Category: 87-73-0

Surrati, Amal; Evseev, Sergey; Jourdan, Fabien; Kim, Dong-Hyun; Sottile, Virginie published the artcile< Osteogenic response of human mesenchymal stem cells analysed using combined intracellular and extracellular metabolomic monitoring>, Electric Literature of 87-73-0, the main research area is metabolite osteogenesis mesenchymal stem cell; Mesenchymal stem cells; Osteogenesis; Differentiation; Metabolomics; LC-MS; Metabolomics profiling.

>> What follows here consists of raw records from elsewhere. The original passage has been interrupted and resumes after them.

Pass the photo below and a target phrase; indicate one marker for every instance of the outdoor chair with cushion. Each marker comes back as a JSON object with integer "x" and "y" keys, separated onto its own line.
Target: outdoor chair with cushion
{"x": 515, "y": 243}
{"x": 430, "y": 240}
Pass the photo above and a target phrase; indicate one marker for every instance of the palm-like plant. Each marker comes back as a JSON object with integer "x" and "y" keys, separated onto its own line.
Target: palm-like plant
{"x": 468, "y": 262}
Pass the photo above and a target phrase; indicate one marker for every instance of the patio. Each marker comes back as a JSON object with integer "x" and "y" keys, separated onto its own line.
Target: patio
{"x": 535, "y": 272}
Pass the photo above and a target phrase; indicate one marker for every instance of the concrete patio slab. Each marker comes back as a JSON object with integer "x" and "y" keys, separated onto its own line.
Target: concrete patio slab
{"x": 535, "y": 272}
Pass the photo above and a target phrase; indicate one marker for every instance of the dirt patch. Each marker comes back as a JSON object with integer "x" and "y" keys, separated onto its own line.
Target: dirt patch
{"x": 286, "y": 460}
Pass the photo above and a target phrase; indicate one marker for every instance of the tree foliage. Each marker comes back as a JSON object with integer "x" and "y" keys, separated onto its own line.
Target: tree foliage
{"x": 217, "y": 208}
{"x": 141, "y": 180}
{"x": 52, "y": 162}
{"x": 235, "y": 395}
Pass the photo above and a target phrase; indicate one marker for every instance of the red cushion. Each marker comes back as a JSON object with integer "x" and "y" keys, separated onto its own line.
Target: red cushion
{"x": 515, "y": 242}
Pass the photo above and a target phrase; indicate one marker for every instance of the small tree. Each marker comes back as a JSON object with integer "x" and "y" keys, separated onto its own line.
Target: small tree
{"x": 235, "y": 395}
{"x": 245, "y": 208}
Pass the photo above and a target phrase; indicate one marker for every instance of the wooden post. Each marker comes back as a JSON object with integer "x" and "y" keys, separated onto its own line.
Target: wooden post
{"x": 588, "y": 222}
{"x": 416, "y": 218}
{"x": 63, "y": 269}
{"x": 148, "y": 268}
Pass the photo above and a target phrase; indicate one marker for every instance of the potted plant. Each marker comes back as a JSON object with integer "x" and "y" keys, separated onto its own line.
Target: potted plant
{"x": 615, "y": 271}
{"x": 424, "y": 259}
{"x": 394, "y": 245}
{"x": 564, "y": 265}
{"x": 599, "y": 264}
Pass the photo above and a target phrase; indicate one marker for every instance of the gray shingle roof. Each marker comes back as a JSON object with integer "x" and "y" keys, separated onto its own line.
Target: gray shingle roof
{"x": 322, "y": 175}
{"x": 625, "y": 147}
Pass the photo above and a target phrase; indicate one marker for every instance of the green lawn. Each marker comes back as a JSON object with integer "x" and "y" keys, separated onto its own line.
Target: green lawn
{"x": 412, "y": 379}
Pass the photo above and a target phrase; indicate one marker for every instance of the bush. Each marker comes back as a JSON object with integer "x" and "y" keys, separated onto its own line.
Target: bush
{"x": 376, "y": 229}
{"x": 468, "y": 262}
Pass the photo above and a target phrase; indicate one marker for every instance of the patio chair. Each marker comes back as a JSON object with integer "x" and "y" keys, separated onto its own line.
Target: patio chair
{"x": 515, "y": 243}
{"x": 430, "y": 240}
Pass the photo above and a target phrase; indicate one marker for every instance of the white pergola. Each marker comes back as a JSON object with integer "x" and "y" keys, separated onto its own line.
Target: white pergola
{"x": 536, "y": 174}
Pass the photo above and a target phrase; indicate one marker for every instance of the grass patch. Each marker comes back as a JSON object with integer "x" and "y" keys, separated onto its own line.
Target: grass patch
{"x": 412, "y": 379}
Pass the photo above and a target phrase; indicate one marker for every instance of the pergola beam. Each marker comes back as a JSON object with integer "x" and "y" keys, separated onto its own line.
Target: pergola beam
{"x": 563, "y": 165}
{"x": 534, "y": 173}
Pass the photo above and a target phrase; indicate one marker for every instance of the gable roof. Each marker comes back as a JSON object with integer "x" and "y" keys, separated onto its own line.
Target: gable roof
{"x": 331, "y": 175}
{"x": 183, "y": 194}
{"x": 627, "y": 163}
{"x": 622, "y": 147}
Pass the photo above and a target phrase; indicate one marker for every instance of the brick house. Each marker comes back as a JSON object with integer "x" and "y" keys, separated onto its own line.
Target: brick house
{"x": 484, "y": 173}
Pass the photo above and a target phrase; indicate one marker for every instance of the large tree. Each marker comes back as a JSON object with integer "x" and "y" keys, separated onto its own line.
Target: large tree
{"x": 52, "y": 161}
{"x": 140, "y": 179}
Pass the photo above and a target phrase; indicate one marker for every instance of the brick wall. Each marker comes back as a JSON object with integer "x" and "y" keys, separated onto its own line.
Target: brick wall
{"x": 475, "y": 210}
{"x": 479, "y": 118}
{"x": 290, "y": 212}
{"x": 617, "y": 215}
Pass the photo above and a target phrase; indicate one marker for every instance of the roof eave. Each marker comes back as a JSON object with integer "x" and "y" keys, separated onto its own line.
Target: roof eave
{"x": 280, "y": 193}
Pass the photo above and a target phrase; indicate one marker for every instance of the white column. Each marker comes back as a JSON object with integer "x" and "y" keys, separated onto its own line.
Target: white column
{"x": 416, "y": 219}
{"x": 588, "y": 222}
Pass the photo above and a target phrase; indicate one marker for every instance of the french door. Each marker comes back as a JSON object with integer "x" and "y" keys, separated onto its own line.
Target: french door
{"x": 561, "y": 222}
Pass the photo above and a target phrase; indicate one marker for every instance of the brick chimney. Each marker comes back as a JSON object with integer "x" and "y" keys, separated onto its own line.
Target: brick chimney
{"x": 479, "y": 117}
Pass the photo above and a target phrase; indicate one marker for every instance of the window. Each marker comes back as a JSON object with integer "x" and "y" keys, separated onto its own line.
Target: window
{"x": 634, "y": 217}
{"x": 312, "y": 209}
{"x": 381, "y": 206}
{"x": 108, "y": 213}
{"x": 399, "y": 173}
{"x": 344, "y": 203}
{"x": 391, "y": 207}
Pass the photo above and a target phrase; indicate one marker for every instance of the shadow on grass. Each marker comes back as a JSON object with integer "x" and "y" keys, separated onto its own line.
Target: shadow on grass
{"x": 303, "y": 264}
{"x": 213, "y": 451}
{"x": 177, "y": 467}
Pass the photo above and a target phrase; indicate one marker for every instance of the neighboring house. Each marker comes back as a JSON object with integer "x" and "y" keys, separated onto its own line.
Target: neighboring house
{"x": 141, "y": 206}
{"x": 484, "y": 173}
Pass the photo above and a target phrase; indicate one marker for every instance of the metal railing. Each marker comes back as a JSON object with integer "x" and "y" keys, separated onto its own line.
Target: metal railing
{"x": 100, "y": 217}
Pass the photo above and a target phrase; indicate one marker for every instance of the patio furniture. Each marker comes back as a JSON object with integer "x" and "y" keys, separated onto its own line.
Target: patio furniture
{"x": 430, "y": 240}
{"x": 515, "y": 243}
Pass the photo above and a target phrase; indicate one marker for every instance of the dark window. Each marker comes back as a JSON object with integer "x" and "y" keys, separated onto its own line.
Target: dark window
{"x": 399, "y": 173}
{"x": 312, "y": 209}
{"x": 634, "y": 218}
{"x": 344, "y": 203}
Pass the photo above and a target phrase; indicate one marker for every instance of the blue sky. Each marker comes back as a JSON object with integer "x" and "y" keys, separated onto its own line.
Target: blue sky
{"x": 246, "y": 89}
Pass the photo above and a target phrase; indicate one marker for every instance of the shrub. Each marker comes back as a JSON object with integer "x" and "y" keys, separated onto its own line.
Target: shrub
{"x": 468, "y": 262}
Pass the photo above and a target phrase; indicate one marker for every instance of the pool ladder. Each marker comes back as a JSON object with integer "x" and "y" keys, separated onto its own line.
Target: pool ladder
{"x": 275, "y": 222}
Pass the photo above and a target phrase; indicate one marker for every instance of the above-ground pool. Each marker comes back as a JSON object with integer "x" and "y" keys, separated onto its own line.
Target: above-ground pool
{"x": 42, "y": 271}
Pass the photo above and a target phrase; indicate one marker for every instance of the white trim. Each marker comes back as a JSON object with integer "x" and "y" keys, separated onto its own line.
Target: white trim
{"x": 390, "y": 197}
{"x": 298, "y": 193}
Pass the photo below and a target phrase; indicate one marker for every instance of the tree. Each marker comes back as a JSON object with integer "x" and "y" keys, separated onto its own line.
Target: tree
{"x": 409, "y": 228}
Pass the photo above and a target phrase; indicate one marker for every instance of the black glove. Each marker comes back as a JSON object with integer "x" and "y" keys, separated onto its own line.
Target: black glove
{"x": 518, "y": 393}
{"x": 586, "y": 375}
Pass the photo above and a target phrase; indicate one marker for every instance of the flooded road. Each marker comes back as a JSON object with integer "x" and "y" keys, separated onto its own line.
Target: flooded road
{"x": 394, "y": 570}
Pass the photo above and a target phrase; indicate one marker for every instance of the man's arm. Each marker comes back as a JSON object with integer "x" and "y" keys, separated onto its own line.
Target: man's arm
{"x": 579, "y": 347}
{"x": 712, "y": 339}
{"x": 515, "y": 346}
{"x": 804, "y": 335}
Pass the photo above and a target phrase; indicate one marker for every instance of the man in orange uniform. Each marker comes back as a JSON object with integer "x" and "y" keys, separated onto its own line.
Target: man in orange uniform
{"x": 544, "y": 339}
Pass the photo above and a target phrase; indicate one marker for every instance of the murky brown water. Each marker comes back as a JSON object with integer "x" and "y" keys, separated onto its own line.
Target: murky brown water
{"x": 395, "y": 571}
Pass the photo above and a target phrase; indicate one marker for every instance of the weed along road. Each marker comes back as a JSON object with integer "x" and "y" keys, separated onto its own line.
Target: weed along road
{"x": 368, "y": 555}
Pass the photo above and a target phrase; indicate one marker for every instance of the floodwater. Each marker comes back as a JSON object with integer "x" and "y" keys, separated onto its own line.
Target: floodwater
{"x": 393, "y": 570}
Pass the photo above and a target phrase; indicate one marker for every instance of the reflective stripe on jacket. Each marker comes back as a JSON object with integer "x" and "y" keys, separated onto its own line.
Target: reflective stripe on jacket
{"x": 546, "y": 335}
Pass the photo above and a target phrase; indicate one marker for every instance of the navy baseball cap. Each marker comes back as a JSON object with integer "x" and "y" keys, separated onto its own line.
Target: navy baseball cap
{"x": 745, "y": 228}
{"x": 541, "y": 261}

The skeleton is a metabolically active organ undergoing continuous remodelling initiated by mesenchymal progenitors present in bone and bone marrow. Under certain pathol. conditions this remodelling balance shifts towards increased resorption resulting in weaker bone microarchitecture, and there is consequently a therapeutic need to identify pathways that could inversely enhance bone formation from stem cells. Metabolomics approaches recently applied to stem cell characterization could help identify new biochem. markers involved in osteogenic differentiation. Combined intra- and extracellular metabolite profiling was performed by liquid chromatog.-mass spectrometry (LC-MS) on human mesenchymal stem cells (MSCs) undergoing osteogenic differentiation in vitro. Using a combination of univariate and multivariate analyses, changes in metabolite and nutrient concentration were monitored in cultures under osteogenic treatment over 10 days. A subset of differentially detected compounds was identified in differentiating cells, suggesting a direct link to metabolic processes involved in osteogenic response. These results highlight new metabolite candidates as potential biomarkers to monitor stem cell differentiation towards the bone lineage.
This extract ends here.